As for Meta's similarity with Meat, let's just quote the exchange Johnson and Eater had:
Eater: "Your name is very similar to the bar that you used to work in. There's just one letter switched over. Was that a concern at all? Something you thought about? Something people should read anything into?"
Johnson:"I have no idea what you are talking about."
Eater: "Meta being close to Meat?"
Johnson: "Yeah, I don't know what you're talking about."
When asked if he was concerned about possible competition with Meat should the temporarily shuttered bar reopen (it's waiting on a new alcohol license), Johnson responded, "It's not a bar that I'm involved with anymore. I've always thought in my life, the more the merrier. I wish them the best of lucky, honestly. I can only imagine that the more high-end cocktail destinations that we have, the more people that are going to come to Louisville to check it out. I hope they get open soon and I hope that they are just as busy as I hope we are."
"There was only one nice, higher-end 4 a.m. bar. And that was Meat," Johnson said. I was one of the founders of that, that was my concept. It's not there right now. "Louisville really needs a nicer place that's late night. Any of the nicer places are usually closed by midnight." Johnson said that Meta will bring people back to the downtown area later at night.
The lease has been signed and build out of the space has begun.
"I think it's very important that Louisville support Downtown with a lot more independent establishments," Johnson said. "One of the things that Hannah and I were really keen on was bringing something to a neighborhood that really needed something a little bit elevated."

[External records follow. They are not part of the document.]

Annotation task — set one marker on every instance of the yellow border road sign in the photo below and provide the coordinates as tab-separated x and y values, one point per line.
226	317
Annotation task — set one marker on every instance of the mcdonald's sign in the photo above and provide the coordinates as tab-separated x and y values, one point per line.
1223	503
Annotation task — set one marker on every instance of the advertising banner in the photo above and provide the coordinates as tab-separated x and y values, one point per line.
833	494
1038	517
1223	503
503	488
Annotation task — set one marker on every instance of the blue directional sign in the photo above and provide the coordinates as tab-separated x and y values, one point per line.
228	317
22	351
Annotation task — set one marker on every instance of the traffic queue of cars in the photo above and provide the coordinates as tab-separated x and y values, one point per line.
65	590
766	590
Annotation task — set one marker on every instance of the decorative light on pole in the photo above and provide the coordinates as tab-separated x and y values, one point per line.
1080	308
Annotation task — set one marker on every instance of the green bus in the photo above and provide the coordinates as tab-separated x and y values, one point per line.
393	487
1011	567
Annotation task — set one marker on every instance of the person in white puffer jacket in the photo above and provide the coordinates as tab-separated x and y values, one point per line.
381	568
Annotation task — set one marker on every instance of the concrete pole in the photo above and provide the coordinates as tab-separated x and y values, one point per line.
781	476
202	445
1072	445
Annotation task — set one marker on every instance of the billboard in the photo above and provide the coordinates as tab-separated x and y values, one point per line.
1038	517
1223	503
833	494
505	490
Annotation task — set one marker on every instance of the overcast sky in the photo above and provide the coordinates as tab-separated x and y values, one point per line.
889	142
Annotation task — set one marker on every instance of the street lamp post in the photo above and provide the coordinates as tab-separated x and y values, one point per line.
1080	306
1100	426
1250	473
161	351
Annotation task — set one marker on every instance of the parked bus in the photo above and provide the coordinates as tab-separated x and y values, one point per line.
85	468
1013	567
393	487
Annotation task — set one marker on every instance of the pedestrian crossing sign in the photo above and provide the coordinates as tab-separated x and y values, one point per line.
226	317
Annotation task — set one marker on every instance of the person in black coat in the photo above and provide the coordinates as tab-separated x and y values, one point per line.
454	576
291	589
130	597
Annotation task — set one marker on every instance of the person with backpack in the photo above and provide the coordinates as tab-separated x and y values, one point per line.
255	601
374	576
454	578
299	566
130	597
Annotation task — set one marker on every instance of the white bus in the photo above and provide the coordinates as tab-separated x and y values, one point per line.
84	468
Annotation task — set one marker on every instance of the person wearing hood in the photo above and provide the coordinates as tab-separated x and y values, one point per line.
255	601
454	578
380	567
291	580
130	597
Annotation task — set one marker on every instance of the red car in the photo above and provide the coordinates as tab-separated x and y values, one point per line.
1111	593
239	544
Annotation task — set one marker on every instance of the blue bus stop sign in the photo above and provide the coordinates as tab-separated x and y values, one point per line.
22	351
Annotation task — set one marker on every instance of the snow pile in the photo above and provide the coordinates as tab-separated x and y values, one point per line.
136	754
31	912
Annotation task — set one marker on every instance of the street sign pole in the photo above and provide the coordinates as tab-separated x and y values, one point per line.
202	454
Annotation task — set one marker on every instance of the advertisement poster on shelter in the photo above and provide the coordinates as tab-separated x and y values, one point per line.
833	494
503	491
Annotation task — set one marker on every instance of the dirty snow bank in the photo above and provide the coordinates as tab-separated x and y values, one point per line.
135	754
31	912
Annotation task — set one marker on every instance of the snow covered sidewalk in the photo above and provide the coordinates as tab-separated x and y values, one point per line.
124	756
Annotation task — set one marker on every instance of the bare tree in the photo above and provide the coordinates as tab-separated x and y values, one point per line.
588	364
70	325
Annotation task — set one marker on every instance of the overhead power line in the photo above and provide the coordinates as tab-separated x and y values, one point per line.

Johnson and Kandle have enlisted some industry experts to assist with the project. Eduard Seitan (a founding partner of Avec, Big Star, Blackbird, Publican and Violet Hour in Chicago ) and Chip Hamm of Doc Crows and La Coop: Bistro à Vins are leading Meta's board of advisors. The bar design and build out will be a collaboration with with David Metcalf and Corey Smith who worked on Rye on Market and the Holy Grale.